Is there anything that can be said about the roots of the polynomial $f_n(x)$ if $f_n(x) = xf_{n-1}(x) + f_{n-2}(x)$ where these are polynomials of degree $n, n-1,$ and $n-2$, respectively? My goal is to conclude that all roots of every $f_i(x)$ must have positive real part, but I haven't thought of a method of proof. I'm convinced it's true, since Sage tells me that I'm right up to $n=200$ . In addition, the roots of both $f_{n-1}(x)$ and $f_{n-2}(x)$ are known to be the maximum number of complex conjugate pairs (at most one purely real root), and all roots have positive real part. While this recursive equation has the form of Fibonacci polynomials, I am dealing with $f_1(x) = x-1$ and $f_2(x) = x^2 - x + 1$.

Answer 1

Let $$g_n(x)=\frac{f_n(ix)+f_n(-ix)}{2}\qquad\text{ and }\qquad h_n(x)=i\frac{f_n(ix)-f(-ix)}{2}.$$

Then $$g_n(x)=xh_{n-1}(x)+g_{n-2}(x)$$ $$h_n(x)=-xg_{n-1}(x)+h_{n-2}(x)$$

We use now the following lemma applied to $f_n(x)$.

Lemma: A polynomial $f(x)$ has the all real parts of its roots of the same sign if and only if $$g(x)=\frac{f(ix)+f(-ix)}{2}\qquad\text{ and }\qquad h(x)=i\frac{f(ix)+f(-ix)}{2}$$ have only real roots that alternate (one root of $g(x)$, one root of $h(x)$, and so on ...).

Evaluating the recurrences for $g_n$ and $h_n$ in the roots of $h_{n-1}(x)$ we see (since the roots of $g_{n-2}$ are in between them) that $g_n(x)$ doesn't vanish at those points and that it changes signs. This shows that $g_n(x)$ has all real roots alternating with those of $h_{n-1}$, and likewise for $h_n$ when we use the other recurrence. This step is done inductively and one simultaneously checks that the roots of $g$'s and $h$'s alternate and that they are simple roots.

Therefore, by the lemma, all roots of $f_n(x)$ will have real parts of the same sign. To check that they are positive look at the sign of the coefficient of the term next to the leading one. Since it is negative (Burr's observation) the sum of the real parts of the roots is positive.

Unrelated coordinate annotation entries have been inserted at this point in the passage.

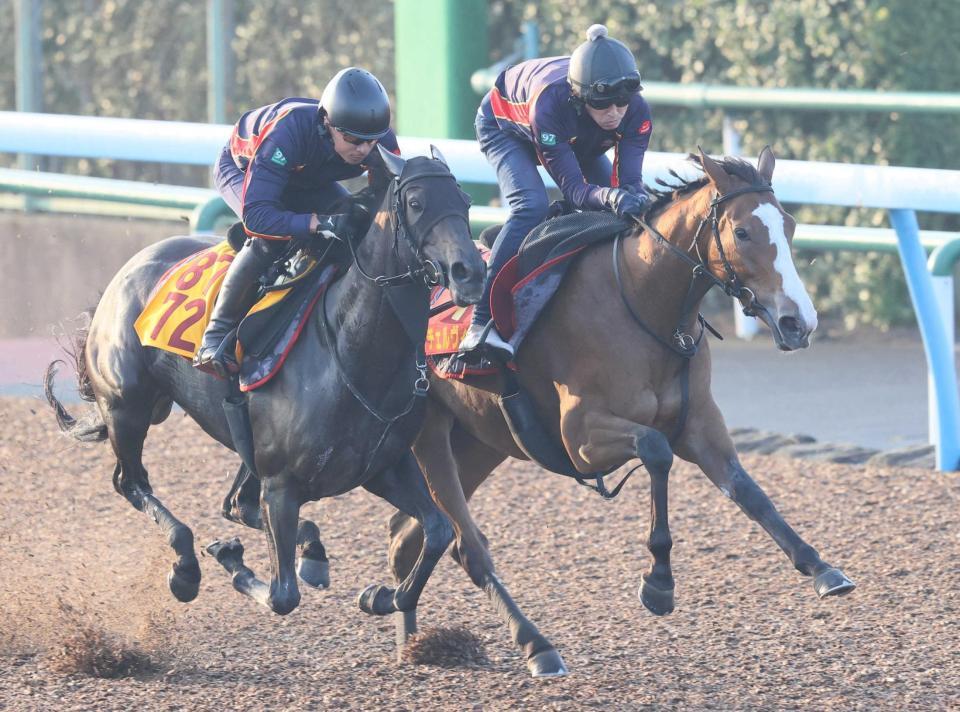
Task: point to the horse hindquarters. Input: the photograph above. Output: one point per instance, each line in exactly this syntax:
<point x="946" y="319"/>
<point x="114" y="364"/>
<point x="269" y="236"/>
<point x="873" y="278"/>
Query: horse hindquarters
<point x="128" y="405"/>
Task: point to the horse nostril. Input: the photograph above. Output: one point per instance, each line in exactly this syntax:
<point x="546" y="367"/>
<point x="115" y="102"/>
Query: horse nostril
<point x="790" y="326"/>
<point x="459" y="272"/>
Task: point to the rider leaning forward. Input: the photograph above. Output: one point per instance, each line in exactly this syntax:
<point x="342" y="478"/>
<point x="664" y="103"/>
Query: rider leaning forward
<point x="279" y="173"/>
<point x="564" y="113"/>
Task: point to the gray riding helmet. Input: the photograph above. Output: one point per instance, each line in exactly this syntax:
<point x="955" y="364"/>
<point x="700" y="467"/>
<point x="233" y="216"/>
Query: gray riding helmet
<point x="602" y="66"/>
<point x="356" y="103"/>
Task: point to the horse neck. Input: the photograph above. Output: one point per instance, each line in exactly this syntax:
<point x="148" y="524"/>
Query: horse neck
<point x="656" y="280"/>
<point x="370" y="338"/>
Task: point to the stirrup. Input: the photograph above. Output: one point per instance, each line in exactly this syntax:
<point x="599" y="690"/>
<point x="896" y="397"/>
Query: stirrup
<point x="491" y="341"/>
<point x="219" y="361"/>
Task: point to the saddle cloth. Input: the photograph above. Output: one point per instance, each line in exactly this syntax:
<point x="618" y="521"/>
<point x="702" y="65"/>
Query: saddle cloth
<point x="179" y="308"/>
<point x="520" y="291"/>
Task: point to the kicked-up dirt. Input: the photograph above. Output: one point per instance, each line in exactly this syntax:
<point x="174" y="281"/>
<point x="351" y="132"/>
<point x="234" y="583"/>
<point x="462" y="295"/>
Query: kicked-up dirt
<point x="83" y="592"/>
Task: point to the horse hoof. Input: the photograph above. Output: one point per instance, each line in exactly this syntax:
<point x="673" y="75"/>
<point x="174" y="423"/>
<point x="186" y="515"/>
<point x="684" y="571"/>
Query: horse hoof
<point x="377" y="600"/>
<point x="314" y="572"/>
<point x="184" y="584"/>
<point x="658" y="601"/>
<point x="547" y="663"/>
<point x="226" y="552"/>
<point x="832" y="582"/>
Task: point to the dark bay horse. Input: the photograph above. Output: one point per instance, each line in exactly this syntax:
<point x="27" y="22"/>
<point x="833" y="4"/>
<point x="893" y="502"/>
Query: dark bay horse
<point x="357" y="362"/>
<point x="604" y="366"/>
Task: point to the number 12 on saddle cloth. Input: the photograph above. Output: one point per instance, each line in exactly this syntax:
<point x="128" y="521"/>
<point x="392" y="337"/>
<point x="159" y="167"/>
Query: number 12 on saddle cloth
<point x="179" y="307"/>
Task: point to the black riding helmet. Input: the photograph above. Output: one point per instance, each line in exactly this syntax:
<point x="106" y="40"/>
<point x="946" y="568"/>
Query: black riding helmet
<point x="356" y="103"/>
<point x="602" y="70"/>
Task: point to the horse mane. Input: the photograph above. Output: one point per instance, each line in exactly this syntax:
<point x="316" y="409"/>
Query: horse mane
<point x="666" y="193"/>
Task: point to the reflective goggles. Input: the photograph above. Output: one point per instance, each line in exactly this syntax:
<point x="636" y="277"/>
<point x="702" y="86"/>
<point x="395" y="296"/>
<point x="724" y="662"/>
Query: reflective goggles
<point x="604" y="94"/>
<point x="355" y="141"/>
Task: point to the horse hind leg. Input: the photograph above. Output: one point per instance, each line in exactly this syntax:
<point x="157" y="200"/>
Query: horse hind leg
<point x="242" y="505"/>
<point x="128" y="429"/>
<point x="280" y="507"/>
<point x="434" y="450"/>
<point x="405" y="489"/>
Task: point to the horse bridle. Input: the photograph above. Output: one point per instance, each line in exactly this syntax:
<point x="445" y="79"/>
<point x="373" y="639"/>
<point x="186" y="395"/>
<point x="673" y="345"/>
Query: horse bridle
<point x="683" y="343"/>
<point x="427" y="271"/>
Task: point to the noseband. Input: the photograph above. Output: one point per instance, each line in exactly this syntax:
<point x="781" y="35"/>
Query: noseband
<point x="684" y="343"/>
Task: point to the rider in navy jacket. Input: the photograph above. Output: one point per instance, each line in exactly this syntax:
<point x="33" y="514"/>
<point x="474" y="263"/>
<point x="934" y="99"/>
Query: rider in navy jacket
<point x="563" y="113"/>
<point x="279" y="173"/>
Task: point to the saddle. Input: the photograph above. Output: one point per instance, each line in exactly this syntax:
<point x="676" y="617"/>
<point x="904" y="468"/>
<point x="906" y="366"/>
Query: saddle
<point x="521" y="290"/>
<point x="179" y="307"/>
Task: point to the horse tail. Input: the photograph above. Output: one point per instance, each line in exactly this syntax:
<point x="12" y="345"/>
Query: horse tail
<point x="92" y="429"/>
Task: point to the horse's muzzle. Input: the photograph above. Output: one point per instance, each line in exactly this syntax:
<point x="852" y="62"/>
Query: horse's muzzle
<point x="791" y="333"/>
<point x="465" y="281"/>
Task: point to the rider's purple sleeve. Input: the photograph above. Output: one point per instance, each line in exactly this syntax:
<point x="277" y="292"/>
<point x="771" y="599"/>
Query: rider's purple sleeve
<point x="554" y="123"/>
<point x="267" y="175"/>
<point x="630" y="150"/>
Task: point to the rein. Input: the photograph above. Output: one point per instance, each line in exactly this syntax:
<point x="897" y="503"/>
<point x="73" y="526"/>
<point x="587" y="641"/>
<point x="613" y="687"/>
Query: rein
<point x="402" y="291"/>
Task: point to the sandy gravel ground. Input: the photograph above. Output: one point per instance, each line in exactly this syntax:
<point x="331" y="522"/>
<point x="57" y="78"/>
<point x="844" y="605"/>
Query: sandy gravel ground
<point x="748" y="631"/>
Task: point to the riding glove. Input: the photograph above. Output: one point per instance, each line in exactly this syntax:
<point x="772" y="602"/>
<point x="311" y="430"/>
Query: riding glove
<point x="334" y="227"/>
<point x="623" y="202"/>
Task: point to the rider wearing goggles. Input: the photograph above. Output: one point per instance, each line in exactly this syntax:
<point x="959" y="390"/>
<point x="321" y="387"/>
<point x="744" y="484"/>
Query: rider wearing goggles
<point x="564" y="113"/>
<point x="279" y="172"/>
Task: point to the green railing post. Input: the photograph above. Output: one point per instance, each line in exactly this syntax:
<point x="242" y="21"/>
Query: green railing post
<point x="29" y="61"/>
<point x="219" y="59"/>
<point x="439" y="43"/>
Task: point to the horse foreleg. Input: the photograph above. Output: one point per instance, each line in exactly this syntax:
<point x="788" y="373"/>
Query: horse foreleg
<point x="242" y="505"/>
<point x="435" y="455"/>
<point x="707" y="443"/>
<point x="405" y="489"/>
<point x="475" y="462"/>
<point x="608" y="440"/>
<point x="281" y="509"/>
<point x="127" y="427"/>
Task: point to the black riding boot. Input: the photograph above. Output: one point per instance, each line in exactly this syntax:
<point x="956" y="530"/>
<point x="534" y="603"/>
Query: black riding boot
<point x="237" y="295"/>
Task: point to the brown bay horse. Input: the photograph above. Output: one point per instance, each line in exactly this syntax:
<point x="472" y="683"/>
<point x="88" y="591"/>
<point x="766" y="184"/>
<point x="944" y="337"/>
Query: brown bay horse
<point x="605" y="368"/>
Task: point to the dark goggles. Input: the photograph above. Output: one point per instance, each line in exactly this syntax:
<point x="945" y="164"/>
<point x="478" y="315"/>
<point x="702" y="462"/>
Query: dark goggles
<point x="356" y="140"/>
<point x="604" y="94"/>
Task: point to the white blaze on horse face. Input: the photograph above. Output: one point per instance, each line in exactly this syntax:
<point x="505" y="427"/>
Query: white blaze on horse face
<point x="793" y="288"/>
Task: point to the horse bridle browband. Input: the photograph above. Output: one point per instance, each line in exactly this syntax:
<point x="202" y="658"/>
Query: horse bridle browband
<point x="427" y="272"/>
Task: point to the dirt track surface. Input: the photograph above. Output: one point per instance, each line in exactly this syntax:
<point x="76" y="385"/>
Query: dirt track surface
<point x="748" y="631"/>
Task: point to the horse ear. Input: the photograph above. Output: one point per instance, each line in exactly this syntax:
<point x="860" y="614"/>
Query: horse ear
<point x="435" y="152"/>
<point x="765" y="164"/>
<point x="392" y="161"/>
<point x="715" y="172"/>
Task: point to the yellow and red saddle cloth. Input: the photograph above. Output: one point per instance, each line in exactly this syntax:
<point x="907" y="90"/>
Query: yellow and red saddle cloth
<point x="178" y="310"/>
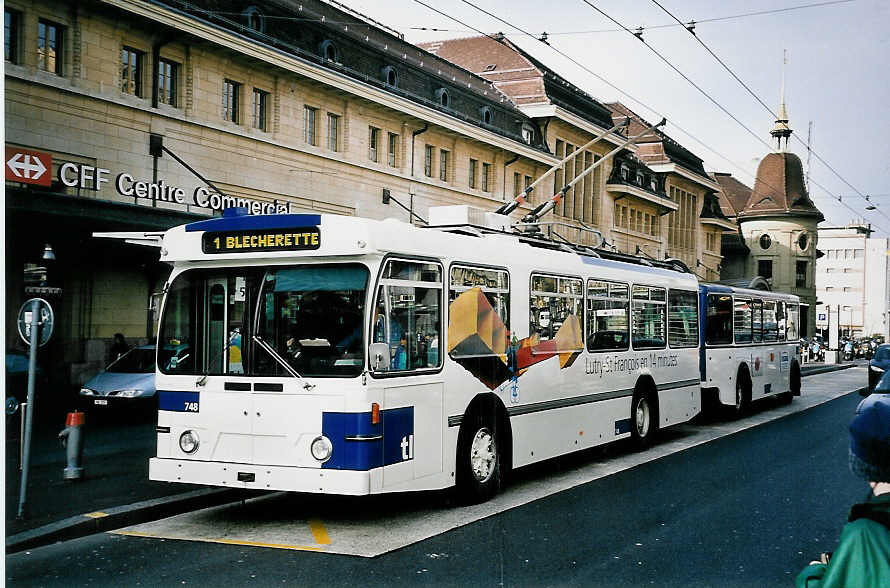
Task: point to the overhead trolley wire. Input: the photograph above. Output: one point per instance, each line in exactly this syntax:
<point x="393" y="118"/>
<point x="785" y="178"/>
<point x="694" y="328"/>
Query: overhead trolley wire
<point x="762" y="103"/>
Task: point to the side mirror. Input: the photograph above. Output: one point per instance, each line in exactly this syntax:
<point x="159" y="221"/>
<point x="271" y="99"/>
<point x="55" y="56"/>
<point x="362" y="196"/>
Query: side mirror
<point x="378" y="356"/>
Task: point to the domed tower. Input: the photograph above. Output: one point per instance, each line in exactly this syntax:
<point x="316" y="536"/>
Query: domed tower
<point x="779" y="222"/>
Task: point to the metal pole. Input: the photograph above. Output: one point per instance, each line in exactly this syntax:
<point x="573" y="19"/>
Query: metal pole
<point x="29" y="419"/>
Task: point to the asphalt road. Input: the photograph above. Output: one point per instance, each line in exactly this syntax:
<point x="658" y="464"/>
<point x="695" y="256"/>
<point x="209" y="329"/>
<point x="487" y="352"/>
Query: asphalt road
<point x="749" y="509"/>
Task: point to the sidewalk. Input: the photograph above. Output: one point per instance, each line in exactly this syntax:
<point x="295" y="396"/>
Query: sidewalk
<point x="115" y="490"/>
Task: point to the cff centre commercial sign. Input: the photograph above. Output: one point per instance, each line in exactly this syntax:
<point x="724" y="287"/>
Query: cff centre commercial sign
<point x="34" y="167"/>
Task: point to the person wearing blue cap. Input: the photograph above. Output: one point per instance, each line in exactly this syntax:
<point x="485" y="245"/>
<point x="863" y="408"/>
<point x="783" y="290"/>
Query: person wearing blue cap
<point x="862" y="557"/>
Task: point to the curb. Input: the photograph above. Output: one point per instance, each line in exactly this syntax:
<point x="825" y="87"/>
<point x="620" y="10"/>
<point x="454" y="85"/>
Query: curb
<point x="825" y="369"/>
<point x="123" y="516"/>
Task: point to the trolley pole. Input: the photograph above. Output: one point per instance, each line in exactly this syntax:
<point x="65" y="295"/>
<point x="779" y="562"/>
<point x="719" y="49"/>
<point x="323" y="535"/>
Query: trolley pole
<point x="29" y="417"/>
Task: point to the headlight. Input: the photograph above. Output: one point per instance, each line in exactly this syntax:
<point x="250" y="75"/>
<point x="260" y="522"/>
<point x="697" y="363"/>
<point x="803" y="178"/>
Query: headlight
<point x="132" y="393"/>
<point x="189" y="441"/>
<point x="321" y="448"/>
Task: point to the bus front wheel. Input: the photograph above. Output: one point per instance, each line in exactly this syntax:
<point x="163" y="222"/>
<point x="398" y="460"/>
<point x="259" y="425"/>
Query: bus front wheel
<point x="479" y="460"/>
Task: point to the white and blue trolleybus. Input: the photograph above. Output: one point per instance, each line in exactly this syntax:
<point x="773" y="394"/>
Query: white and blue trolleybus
<point x="333" y="354"/>
<point x="751" y="348"/>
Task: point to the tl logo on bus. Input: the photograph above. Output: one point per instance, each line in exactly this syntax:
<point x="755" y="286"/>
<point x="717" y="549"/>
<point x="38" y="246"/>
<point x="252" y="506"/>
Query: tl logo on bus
<point x="407" y="447"/>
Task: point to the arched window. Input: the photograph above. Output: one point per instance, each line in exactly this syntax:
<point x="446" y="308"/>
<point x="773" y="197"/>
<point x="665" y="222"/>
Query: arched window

Proof of Lemma: D.K. Faddeev, I.S. Sominskii, Problems in higher algebra, Problem 743. (The book includes the solution/proof).

Answer 2

If you look at your polynomials, their coefficients alternate in sign. In particular, for $f_n$, the coefficient of $x^k$ has sign $(-1)^{n-k}$. This is preserved under your recurrence relation.

Now, Descartes' rule of signs tells us that the number of negative real roots is zero because $f_n(-x)$ will have no sign variations.

This doesn't completely answer the question because there may be roots with negative real part, but it should get you started.